Build a simple, inexpensive “Guitar Pedal Board”
Here is my take on a pedal board based on the Ikea GORM.
The GORM is just one of their strange sounding names for wooden shelving, Swedish I guess. They sell a complete wooded shelving unit and you can also buy extra shelves,
You get 2 shelves in a pack for about $14.00 CDN that measure about, 30″ x 20″ approx.
To the left is one of the unpainted shelves with 1 latte removed. You can easily make a pedal board with less boards if you have less pedals. You just have to hammer them off the frame and remove the nails.
I took a board off one of the two shelves. I then screwed that board on the back of the other shelf in order to create a slight upward angle.
I also used a scrap piece of 2 x 2 wood underneath , and I screwed on both sides to reinforce that back board.
I do not use nails, everything was screwed. I also drilled starter holes so as not to crack the wood.

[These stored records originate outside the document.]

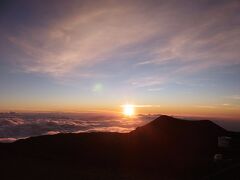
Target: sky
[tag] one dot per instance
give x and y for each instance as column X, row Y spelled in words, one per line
column 171, row 57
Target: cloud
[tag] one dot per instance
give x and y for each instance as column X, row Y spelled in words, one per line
column 82, row 40
column 235, row 97
column 28, row 125
column 86, row 37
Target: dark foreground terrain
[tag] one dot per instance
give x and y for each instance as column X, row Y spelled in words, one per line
column 166, row 148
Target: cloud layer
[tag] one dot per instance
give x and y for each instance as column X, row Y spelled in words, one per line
column 195, row 35
column 13, row 127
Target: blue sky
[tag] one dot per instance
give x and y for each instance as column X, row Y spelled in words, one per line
column 173, row 56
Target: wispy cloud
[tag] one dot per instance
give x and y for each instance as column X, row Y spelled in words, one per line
column 144, row 33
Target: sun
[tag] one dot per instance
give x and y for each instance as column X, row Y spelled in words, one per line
column 128, row 110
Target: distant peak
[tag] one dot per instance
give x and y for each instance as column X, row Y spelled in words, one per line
column 165, row 122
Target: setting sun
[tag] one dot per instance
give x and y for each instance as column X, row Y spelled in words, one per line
column 128, row 110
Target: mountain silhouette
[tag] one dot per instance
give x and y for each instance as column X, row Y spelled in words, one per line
column 167, row 148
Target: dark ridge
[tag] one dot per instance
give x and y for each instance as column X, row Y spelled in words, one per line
column 165, row 148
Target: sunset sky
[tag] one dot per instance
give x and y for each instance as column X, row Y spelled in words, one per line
column 171, row 57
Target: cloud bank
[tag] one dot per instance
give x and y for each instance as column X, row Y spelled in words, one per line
column 13, row 127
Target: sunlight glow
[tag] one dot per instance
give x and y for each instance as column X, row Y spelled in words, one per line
column 128, row 110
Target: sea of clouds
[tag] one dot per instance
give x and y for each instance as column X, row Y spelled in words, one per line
column 15, row 126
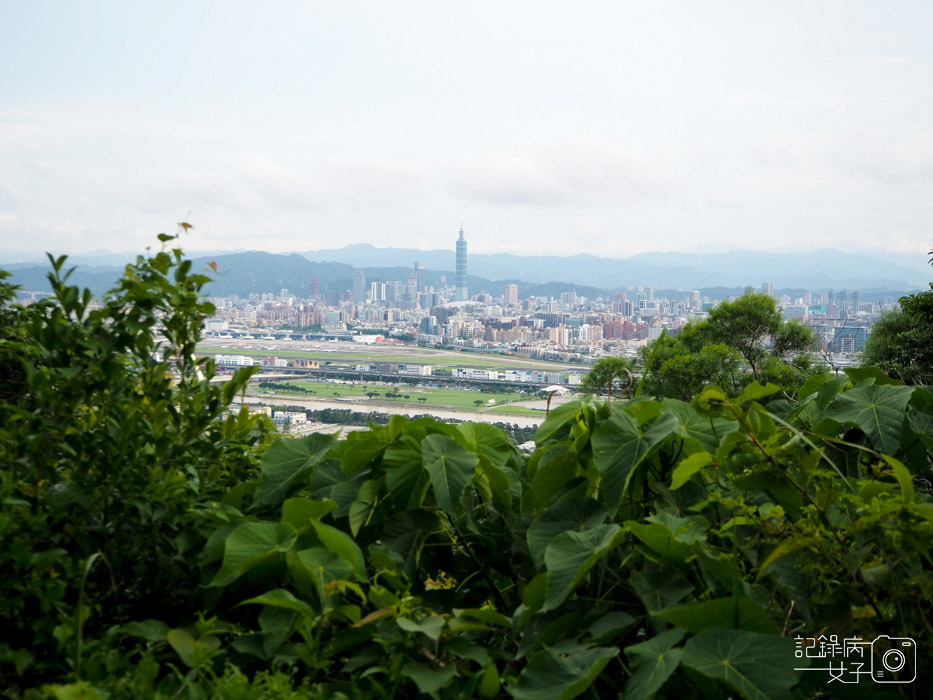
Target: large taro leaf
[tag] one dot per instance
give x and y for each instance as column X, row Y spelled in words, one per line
column 450, row 467
column 557, row 465
column 287, row 462
column 655, row 661
column 429, row 680
column 323, row 567
column 364, row 446
column 488, row 440
column 875, row 374
column 250, row 544
column 660, row 589
column 574, row 514
column 692, row 426
column 620, row 445
column 406, row 478
column 299, row 512
column 571, row 555
column 877, row 410
column 668, row 538
column 550, row 675
column 364, row 504
column 404, row 534
column 756, row 665
column 740, row 613
column 341, row 544
column 558, row 419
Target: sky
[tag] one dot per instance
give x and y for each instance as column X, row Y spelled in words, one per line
column 542, row 127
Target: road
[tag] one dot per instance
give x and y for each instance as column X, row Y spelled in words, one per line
column 405, row 410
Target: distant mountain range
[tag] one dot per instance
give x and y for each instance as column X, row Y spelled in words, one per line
column 243, row 273
column 818, row 269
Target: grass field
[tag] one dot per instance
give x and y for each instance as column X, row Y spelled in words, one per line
column 440, row 398
column 427, row 356
column 516, row 411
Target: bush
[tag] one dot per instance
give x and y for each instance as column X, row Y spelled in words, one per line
column 665, row 548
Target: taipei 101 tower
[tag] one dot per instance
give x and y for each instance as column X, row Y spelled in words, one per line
column 461, row 294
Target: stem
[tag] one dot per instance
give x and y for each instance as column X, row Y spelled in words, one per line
column 479, row 566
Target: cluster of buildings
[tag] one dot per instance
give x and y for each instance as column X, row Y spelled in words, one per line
column 569, row 327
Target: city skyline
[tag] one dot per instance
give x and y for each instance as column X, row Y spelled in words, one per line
column 606, row 128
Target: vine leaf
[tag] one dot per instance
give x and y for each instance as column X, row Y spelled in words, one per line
column 550, row 675
column 756, row 665
column 877, row 410
column 250, row 544
column 620, row 446
column 451, row 468
column 571, row 555
column 655, row 662
column 286, row 463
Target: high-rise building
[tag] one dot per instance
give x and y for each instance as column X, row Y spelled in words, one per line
column 462, row 293
column 359, row 286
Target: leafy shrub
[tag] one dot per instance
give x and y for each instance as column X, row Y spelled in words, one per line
column 661, row 547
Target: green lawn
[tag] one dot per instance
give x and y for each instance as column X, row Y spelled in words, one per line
column 438, row 398
column 426, row 356
column 516, row 410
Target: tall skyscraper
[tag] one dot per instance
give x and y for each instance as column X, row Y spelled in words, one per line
column 359, row 286
column 462, row 294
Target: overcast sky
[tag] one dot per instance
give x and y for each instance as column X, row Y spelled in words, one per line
column 545, row 127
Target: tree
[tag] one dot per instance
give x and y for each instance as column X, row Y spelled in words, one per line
column 745, row 335
column 607, row 374
column 112, row 440
column 901, row 343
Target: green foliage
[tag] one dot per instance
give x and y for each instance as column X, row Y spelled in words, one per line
column 662, row 548
column 901, row 343
column 741, row 341
column 607, row 375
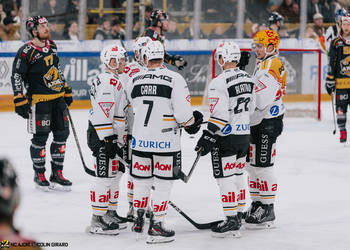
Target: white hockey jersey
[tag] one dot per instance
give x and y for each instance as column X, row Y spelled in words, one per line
column 270, row 81
column 107, row 114
column 160, row 99
column 231, row 100
column 130, row 70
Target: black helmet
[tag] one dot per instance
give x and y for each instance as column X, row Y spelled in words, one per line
column 275, row 17
column 33, row 22
column 158, row 15
column 9, row 191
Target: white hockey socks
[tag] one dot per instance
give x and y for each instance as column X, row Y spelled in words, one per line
column 160, row 198
column 100, row 195
column 114, row 192
column 228, row 191
column 142, row 190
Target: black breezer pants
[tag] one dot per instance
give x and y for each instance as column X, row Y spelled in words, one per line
column 263, row 142
column 342, row 101
column 229, row 154
column 105, row 167
column 46, row 117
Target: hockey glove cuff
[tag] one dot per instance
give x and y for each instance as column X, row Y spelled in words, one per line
column 68, row 96
column 330, row 86
column 111, row 146
column 206, row 142
column 195, row 127
column 22, row 105
column 179, row 62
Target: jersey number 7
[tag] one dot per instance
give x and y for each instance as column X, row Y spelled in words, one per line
column 149, row 110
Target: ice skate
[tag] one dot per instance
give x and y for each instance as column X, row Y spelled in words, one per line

I painted the top sides black with some left over Tremclad paint. Here you can see the extra latte that I screwed to the back to raise the shelf on the back end.
Now I had planned on using Velcro until I started to price industrial strength 2″ packs. Also I noticed that almost all of my pedals did not have smooth bottoms. I may be stubborn but I hate like heck the thought of mutilating my pedals.
My old pedal board had plumbing strapping wrapped around the pedals to secure them but I wanted a more elegant and solid solution. I thought of tie-wraps then I stumbled on something I had seen years ago. They were little metal links that look like bicycle chain links. I tried sourcing them without success. Then I found a reference to ” figure 8″ washers used in furniture making.
My local hardware stores did not have anything like it. Then I tried I decided to try the plumbing section. This is what I found.
This is a 25′ roll of what looks like figure 8 washers all stuck together.
All I had to do was cut them to size. Mostly I cut off 2 links although I did cut a couple of 2 link lengths.
Using a a pair of scissors I was able to cut off little sections. They cut like butter. On some of my Roland pedals I had to trim a bit around the holes so that they would fit nicely.
I was able to attach these to the bottom of all my pedals using the screws that hold the bottoms onto the pedals .
Here is a Boss pedal with the mounts attached. I used # 8 , 1/2 ” wood screws to attach the pedals to the GORM.
One good idea is to keep a screw driver with the proper bit so that can remove the pedals if need be, at a gig. This has to be the best and least expensive way to mount you effects pedals with out damaging them. Just remove the bottom screws and screw back the screws with the strapping bits.
Here is my completed board.
I case you were wondering, the bottom pedal is a VLP-8 programmable loop controller. I don’t think the company exists anymore. There are other brands on the market with what appears as the same unit, different name, different prices etc. I will do a page soon on loop switching.
The pedal board is powered by a custom power supply that I designed and modified. I will write an article on it shortly. Most pedals draw very little current. My power supply can handle about 1 amp. Next time I’ll probably design one to handle 2 amps.
The Power supply is mounted underneath the pedal board. It can supply + 9v , -9v and +12 volt using voltage regulators. The 12 volts is required for Roland pedals such as the DD3, Flanger, and Octave. The -9 was for some Craig Anderton projects that required +/- 9 volts.
For the record I have a College degree in electrotechnology.
I added a small CPU fan to my power supply as it was over heating in it’s closed box.
My most recent mod was to remove 1 board in order to make the board a bit more compact.
Apparently the GORM was discontinued. It was replaced by the HEJNE. The dimensions are slightly different. I am planning a light version of my board as it is a bit large so will probably check out the HEJNE. You got to love these IKEA names.